I wanted to kick myself but awkwardly found the task a non sequitur as I am not as doubly-jointed as I used to think I was. But several minutes after my flimsy attempt at triage, I found everything to be working and back to normal. At least everything I took notice to. I connected the ethernet cable to the Powerbook, and the Powerbook was connected, and I saw that it was good. And I rested.
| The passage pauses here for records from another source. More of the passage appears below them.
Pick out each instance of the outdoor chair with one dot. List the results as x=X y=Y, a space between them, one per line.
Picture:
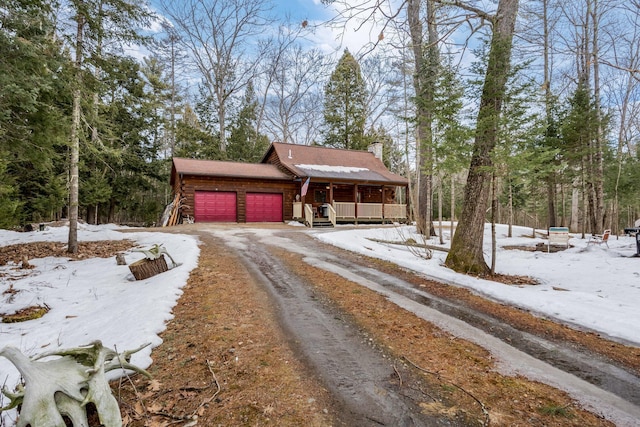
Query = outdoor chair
x=598 y=239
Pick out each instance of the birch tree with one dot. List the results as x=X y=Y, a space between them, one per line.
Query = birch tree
x=221 y=38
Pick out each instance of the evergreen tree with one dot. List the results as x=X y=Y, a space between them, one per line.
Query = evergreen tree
x=33 y=96
x=115 y=22
x=345 y=106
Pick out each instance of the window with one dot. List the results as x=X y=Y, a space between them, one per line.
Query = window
x=320 y=196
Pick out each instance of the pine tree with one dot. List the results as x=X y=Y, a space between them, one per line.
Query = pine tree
x=345 y=106
x=33 y=96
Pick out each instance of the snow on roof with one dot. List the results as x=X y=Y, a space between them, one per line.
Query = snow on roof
x=328 y=168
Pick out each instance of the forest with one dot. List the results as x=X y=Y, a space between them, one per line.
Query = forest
x=97 y=96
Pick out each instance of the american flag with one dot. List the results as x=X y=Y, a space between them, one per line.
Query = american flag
x=305 y=187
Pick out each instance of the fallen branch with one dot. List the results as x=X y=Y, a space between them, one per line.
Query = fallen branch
x=484 y=409
x=411 y=244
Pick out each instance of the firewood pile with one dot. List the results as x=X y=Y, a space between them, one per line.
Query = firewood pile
x=171 y=215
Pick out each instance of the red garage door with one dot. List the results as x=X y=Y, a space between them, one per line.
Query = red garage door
x=215 y=206
x=264 y=207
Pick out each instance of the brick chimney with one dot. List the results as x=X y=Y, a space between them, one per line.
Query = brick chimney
x=376 y=149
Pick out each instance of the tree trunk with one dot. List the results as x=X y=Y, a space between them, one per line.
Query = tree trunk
x=74 y=148
x=466 y=247
x=598 y=158
x=575 y=205
x=424 y=83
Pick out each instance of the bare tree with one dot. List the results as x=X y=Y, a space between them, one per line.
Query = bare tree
x=295 y=77
x=466 y=253
x=221 y=36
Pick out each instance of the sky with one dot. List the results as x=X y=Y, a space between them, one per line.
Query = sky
x=589 y=286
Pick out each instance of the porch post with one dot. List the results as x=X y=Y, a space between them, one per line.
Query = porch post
x=355 y=202
x=384 y=197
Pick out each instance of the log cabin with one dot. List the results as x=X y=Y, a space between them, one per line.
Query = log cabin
x=315 y=185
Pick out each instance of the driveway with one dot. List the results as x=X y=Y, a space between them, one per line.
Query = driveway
x=360 y=374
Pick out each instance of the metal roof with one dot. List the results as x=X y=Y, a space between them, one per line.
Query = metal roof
x=333 y=164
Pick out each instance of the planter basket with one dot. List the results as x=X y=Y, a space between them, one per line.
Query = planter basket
x=145 y=268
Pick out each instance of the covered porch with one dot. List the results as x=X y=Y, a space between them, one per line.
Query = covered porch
x=330 y=203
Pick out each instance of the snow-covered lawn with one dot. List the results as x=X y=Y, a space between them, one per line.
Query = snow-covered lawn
x=591 y=286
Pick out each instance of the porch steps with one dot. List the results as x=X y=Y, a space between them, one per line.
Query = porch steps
x=321 y=223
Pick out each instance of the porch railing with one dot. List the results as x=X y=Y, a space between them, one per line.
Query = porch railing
x=370 y=210
x=308 y=215
x=332 y=214
x=345 y=210
x=297 y=209
x=396 y=211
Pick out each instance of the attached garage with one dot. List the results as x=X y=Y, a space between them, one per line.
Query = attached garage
x=264 y=207
x=215 y=206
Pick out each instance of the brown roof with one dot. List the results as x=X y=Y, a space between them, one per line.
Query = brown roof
x=332 y=163
x=226 y=169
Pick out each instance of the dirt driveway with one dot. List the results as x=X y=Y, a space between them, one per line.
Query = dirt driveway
x=275 y=328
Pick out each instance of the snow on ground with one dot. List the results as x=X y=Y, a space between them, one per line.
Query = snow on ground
x=92 y=299
x=591 y=286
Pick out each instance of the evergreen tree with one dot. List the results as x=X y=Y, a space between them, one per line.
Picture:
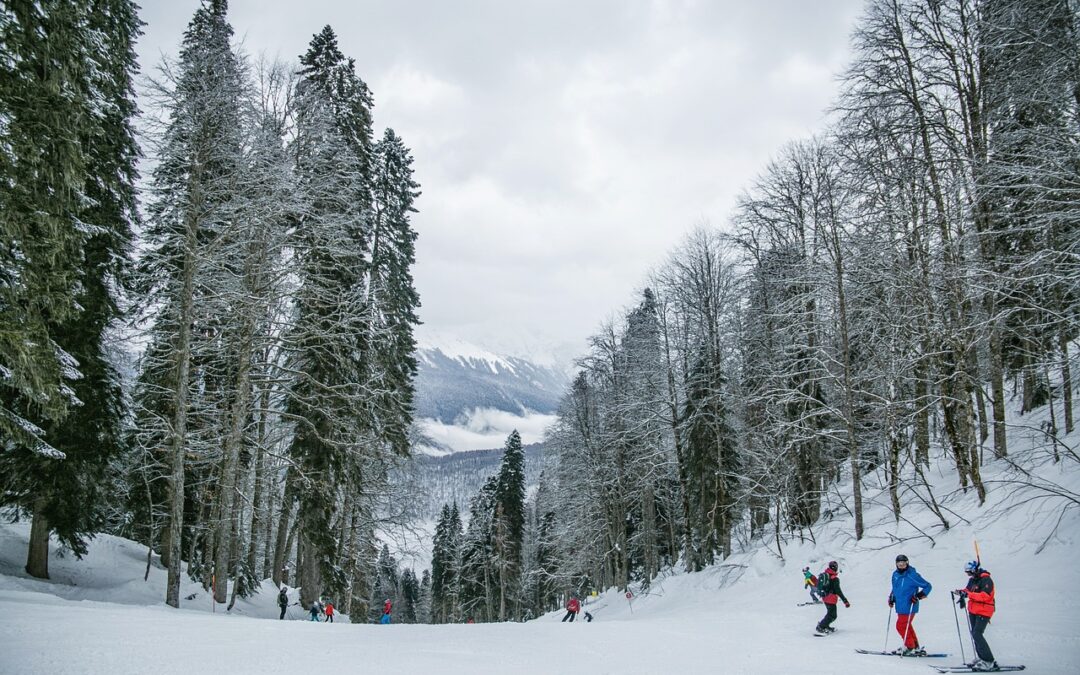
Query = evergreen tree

Later in the evening my wireless connection timed out, as it usually does on a random occasion. That is when I noticed that something was awfully wrong. I lost the internet. I restarted the router, thereby restoring the wireless connection. But now I was curious. The built-in ethernet should have been on all along. And it wasn't. Also, the ethernet indicator on the router was off. I tried running some diagnostics on the notebook, but they insisted that the ethernet cable was not connected. I plugged in the other Powerbook, and got a connection. The ethernet indicator lit up. That's when I put two and two together. I suspected that when I initially connected the ethernet cable after the spill, it was still the AirPort that connected me to the internet. I instinctively began sniffing around the right side of the notebook, the site of the ethernet port and the site of what-my-pontiff-dad-would-call the crime. And there was this slightest bit of a burning smell near or around the port. Just to make sure, I smelled the other side, and it smelled like fresh notebook casing. But then I didn't know if it's the smell of a kaput ethernet port or of burnt French roast. I rebooted the computer, just to ensure it's not some software malfunction that's easily correctable. Still, no dice.
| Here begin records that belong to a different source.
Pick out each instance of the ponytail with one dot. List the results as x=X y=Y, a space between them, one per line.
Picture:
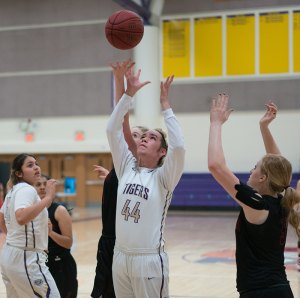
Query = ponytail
x=291 y=199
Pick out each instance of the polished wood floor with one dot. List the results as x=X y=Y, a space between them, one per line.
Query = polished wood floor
x=200 y=247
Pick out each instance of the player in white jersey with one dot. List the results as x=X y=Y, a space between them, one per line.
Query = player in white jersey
x=24 y=218
x=140 y=264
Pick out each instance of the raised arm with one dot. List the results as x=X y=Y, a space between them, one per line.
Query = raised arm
x=114 y=129
x=268 y=117
x=173 y=165
x=25 y=215
x=219 y=114
x=245 y=196
x=119 y=70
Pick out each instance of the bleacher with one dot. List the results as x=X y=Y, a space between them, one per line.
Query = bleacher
x=201 y=191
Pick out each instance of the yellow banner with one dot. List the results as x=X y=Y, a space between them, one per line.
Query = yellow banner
x=296 y=31
x=208 y=46
x=176 y=48
x=240 y=51
x=274 y=42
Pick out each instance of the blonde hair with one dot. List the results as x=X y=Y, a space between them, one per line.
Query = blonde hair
x=279 y=175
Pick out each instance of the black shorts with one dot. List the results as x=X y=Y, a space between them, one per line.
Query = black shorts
x=64 y=271
x=103 y=283
x=283 y=291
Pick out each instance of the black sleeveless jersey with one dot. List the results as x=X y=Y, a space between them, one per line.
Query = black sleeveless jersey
x=109 y=202
x=53 y=248
x=260 y=248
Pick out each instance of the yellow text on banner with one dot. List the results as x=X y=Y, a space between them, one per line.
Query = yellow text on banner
x=208 y=46
x=274 y=42
x=296 y=31
x=240 y=41
x=176 y=48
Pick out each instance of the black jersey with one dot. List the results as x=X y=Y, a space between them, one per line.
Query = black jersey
x=53 y=248
x=260 y=248
x=109 y=201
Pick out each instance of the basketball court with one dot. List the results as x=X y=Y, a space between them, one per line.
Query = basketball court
x=200 y=247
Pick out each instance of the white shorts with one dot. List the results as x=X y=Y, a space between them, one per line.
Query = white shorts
x=140 y=275
x=25 y=274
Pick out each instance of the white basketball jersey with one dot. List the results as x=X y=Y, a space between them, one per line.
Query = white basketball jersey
x=35 y=233
x=144 y=195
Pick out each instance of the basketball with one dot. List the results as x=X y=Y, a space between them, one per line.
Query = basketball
x=124 y=29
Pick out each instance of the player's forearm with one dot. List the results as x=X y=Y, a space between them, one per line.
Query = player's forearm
x=175 y=134
x=269 y=142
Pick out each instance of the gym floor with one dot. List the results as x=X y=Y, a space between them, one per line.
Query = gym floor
x=201 y=248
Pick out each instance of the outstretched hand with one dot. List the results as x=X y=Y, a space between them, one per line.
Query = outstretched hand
x=133 y=81
x=219 y=111
x=102 y=172
x=164 y=92
x=270 y=114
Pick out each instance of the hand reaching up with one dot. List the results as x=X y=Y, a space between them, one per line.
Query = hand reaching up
x=102 y=172
x=164 y=92
x=133 y=81
x=270 y=114
x=219 y=112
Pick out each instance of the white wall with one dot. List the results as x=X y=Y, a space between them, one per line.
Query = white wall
x=242 y=143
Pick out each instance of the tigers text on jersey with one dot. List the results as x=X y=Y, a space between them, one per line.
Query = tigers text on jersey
x=144 y=195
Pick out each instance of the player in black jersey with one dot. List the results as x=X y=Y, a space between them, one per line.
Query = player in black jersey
x=103 y=283
x=60 y=261
x=266 y=201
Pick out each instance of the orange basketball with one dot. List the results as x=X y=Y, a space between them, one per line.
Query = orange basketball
x=124 y=29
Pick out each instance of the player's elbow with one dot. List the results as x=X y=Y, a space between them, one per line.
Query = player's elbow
x=214 y=166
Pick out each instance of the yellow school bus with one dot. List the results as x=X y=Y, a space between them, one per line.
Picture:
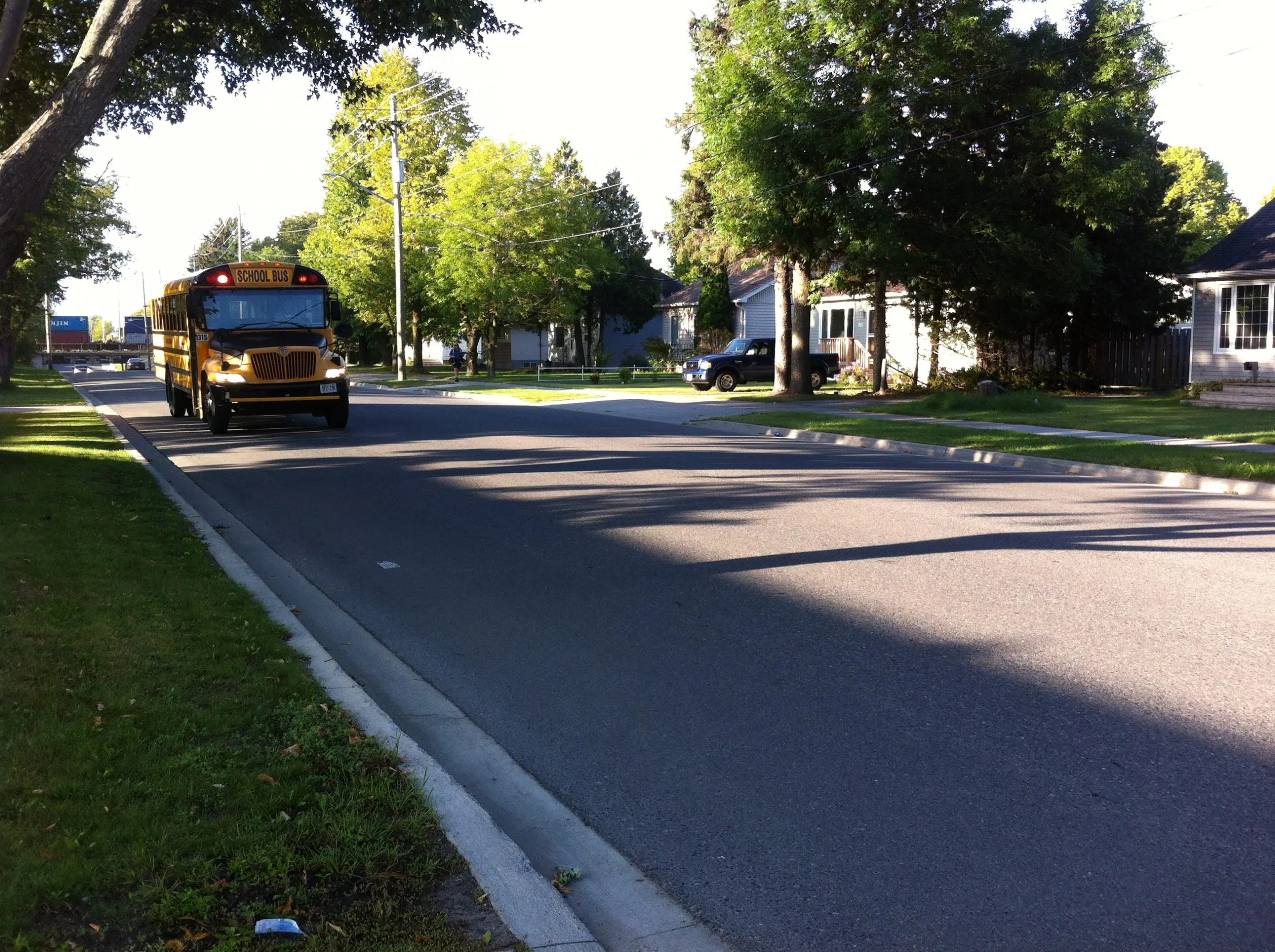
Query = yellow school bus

I searched online and found some individuals and their horror stories about spilling coffee on their Macs. They tried to get their machines repaired but wound up having to shell out a boatload of shekels to replace parts. Things started looking bleak for me.

I started panicking. I shut the computer down and tried to distract myself with other diversions (eating, cleaning, tending to wife). Meanwhile, I went through the classical stages of post-trauma. I wanted to wake up to the pre-spill world. I kept on reminiscing on how wonderful things have been. How whole my Powerbook was. What an integral part the trusty ethernet port could have potentially played in the singularity of the Powerbook. Then I started accepting that I haven't really used the ethernet port and I could live without it. It was a hard fact, but one I was ready to accept.
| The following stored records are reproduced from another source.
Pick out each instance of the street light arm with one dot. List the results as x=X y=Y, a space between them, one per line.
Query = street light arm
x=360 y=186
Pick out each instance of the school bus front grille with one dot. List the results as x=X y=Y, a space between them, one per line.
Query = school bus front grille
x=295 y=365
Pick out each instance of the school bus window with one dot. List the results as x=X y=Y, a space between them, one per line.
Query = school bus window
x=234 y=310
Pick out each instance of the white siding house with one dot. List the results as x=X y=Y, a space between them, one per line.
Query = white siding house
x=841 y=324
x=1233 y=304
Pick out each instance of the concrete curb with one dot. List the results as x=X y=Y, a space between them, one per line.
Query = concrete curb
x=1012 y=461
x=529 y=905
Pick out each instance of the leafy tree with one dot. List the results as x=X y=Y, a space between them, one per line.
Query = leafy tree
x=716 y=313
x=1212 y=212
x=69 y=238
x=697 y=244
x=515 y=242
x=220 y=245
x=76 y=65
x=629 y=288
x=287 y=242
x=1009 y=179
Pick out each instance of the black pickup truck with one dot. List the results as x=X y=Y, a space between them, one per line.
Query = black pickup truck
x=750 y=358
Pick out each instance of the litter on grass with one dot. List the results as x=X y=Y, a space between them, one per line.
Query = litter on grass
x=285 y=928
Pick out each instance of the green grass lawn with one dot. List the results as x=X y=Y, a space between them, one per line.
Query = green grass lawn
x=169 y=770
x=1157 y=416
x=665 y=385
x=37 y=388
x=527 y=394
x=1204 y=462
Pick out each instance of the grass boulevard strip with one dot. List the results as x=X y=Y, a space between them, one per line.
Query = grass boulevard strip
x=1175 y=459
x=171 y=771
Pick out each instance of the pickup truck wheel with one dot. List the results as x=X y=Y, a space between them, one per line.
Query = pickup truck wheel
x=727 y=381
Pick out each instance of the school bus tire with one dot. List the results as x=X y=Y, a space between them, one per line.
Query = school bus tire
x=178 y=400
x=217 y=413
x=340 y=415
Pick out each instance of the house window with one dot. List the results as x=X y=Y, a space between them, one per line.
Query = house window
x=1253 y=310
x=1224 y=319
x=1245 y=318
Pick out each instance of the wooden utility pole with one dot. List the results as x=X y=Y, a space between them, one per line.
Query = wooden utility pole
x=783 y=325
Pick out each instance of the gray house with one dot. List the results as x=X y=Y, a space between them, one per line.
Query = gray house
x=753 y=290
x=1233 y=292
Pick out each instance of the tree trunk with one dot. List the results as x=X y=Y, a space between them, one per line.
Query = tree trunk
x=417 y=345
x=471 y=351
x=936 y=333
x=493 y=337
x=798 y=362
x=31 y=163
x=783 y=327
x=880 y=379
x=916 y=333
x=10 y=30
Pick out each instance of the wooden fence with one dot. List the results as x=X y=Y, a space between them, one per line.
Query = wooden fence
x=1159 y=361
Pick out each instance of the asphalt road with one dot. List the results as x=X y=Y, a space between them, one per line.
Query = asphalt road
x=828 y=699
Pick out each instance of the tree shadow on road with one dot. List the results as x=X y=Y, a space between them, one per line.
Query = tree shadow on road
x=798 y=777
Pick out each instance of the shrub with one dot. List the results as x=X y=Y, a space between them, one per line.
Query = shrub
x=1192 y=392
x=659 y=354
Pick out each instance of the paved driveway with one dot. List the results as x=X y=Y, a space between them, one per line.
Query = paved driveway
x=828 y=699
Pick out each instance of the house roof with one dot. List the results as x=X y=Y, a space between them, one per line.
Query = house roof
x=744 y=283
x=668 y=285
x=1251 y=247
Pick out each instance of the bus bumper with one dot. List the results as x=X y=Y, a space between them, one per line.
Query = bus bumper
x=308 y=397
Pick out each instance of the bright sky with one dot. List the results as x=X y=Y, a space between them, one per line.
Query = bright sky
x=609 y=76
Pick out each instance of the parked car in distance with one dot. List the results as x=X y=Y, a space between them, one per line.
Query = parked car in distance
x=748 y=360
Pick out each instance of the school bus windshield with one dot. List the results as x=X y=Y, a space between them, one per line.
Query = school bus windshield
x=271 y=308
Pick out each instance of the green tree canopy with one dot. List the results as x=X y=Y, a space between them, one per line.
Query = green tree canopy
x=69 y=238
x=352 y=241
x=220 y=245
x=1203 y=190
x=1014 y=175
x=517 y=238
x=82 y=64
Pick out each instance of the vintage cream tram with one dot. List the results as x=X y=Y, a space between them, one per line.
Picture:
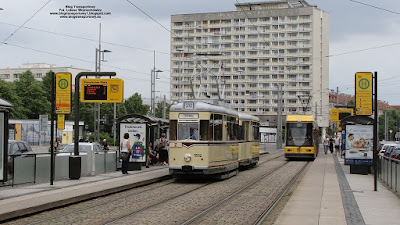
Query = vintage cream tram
x=211 y=140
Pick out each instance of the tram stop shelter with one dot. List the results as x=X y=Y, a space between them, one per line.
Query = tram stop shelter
x=5 y=106
x=142 y=130
x=357 y=142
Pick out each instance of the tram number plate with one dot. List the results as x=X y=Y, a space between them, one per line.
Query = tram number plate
x=187 y=168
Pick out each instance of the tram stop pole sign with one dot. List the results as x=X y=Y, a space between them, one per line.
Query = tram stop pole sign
x=363 y=83
x=63 y=93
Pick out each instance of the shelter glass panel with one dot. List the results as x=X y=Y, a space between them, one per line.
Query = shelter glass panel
x=2 y=150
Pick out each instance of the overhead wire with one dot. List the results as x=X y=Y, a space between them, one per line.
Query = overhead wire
x=26 y=21
x=78 y=59
x=88 y=39
x=376 y=7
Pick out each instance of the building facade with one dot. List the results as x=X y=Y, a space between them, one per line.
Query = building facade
x=242 y=57
x=38 y=70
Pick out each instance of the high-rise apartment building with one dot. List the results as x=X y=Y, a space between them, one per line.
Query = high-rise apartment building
x=243 y=56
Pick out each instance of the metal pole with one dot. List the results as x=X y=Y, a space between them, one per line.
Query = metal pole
x=164 y=108
x=279 y=127
x=53 y=84
x=115 y=122
x=375 y=147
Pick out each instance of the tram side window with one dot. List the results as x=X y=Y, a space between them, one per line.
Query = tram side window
x=256 y=133
x=217 y=127
x=204 y=131
x=231 y=134
x=172 y=129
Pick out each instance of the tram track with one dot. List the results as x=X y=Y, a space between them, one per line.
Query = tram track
x=230 y=200
x=162 y=190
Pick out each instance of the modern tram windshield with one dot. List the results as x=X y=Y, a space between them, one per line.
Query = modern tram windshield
x=299 y=134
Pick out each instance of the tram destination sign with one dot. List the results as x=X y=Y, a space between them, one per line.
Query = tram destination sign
x=102 y=90
x=63 y=93
x=363 y=82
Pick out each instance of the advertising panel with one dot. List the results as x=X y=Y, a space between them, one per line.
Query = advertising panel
x=2 y=143
x=359 y=142
x=137 y=137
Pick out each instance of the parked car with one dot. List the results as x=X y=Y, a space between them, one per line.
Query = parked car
x=84 y=147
An hour later, I turned the computer back on and connected the ethernet cable (when dealing with trauma, you can always return to denial). And, as if a miracle from heaven, the ethernet indicator on the router went on, shining more brightly than the fire of a thousand suns. I turned off the AirPort off just to make sure I had an ethernet connection. I did. I did have a connection. I stopped short of pinching myself. I jumped up with glee. Reunited with my ethernet port and the oneness of the Powerbook. Like Dorothy after she finds Toto. And now I'll never let anyone hurt my poor little ethernet port. I'll love it and care for it. I promise.

I don't really know exactly what happened. Frankly, I don't want to. Well, I do, but it probably isn't worth the effort. I have no idea if the nearby ports have been affected, I don't really use them (I should be using the FireWire port, I know). I told myself yesterday that I'll swear off coffee because of the incident. But now life's back to normal. We can all move on. And since nothing happened, I'm still sipping coffee from the same mug while typing this. Some things will never change.